不況下でも乗客数を減らすまいと、東海地方の小規模な鉄道会社が「あの手この手」の集客作戦を展開している。車窓からの風景を存分に楽しめる貸し切り電車や、車内で地元の名物料理を提供する「イベント列車」の運行だ。各社とも「路線の知名度アップにつなげたい」と意欲をみせている。
◆貸し切りリニモで「浮く」体験
2005年の愛・地球博の閉幕後、経営不振に苦しむ「東部丘陵線」(愛称リニモ)。運営する愛知高速交通(愛知県長久手町)が導入し、人気を集めているのは貸し切り電車の「わくわく貸し切りリニモ」だ。

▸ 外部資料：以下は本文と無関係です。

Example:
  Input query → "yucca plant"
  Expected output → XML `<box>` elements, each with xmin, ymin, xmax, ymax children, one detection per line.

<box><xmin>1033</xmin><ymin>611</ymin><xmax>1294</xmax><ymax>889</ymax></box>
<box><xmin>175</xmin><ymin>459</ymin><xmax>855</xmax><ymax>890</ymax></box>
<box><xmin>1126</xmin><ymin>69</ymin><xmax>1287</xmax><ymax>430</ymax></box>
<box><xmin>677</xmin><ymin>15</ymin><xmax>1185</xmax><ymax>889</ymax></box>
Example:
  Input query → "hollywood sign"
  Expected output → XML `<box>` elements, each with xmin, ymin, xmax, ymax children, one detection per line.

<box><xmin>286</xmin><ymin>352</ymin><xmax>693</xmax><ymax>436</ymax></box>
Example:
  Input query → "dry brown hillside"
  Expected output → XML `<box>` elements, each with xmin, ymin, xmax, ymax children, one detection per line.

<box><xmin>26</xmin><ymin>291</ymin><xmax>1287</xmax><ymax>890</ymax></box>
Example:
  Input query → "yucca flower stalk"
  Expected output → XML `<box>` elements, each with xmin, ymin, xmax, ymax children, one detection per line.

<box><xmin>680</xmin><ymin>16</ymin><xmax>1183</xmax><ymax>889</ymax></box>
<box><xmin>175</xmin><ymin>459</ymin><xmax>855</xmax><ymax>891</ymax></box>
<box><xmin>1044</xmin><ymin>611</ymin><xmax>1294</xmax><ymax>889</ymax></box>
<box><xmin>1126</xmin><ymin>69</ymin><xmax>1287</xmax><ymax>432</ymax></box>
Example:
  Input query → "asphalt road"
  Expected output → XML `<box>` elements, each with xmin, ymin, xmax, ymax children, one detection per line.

リニモは日本で唯一の磁気浮上式リニアモーターカー。「日本で唯一」「浮く電車」の響きが、関西地方などからの観光客に真新しさを持って受け入れられているという。07年秋からの累計運行本数は3月に100便を超える見込みだ。
貸し切り運行では、通常は体験できない時速100キロへの急加速や、着地と浮上を繰り返すデモンストレーションが味わえる。
藤が丘−八草間の約9キロを、営業運転の2倍の約30分かけて運行。料金は最長区間運賃360円に、座席定員の104を掛けた3万7440円だ。
「ダイヤの空き時間を有効活用し、少しでも収入を得られれば」と、同社企画営業担当の江尻和聡さん(38)は力を込める。
◆薬膳、おでん、しし鍋…“名物”列車も
養老鉄道(岐阜県大垣市)は3月12日から大垣−桑名間で、ニンニクやモロヘイヤなどを使った薬膳(やくぜん)料理を車内で提供する「薬膳列車」を走らせる。料金は1日乗り放題乗車券が付いて大人5千円。
目標は月300人の利用で、営業担当者は「昨秋以降、通勤定期の販売枚数が減った。少しでも状況を変えたい」と話す。
1月末まで缶ビールやおでんなどを車内で出す「おでんしゃ」を走らせた豊橋鉄道(愛知県豊橋市)は、今年夏も生ビール飲み放題の「納涼ビール電車」を17年連続で運行する計画。
ぼたん鍋などを出す樽見鉄道(岐阜県本巣市)の「しし鍋列車」は、この冬は2月末までの運行だが、「すでに予約で満杯」(営業担当)の人気ぶり。
各社とも「別のイベント列車が設定できないかどうかを検討中」(養老鉄道)と、知恵を絞っている。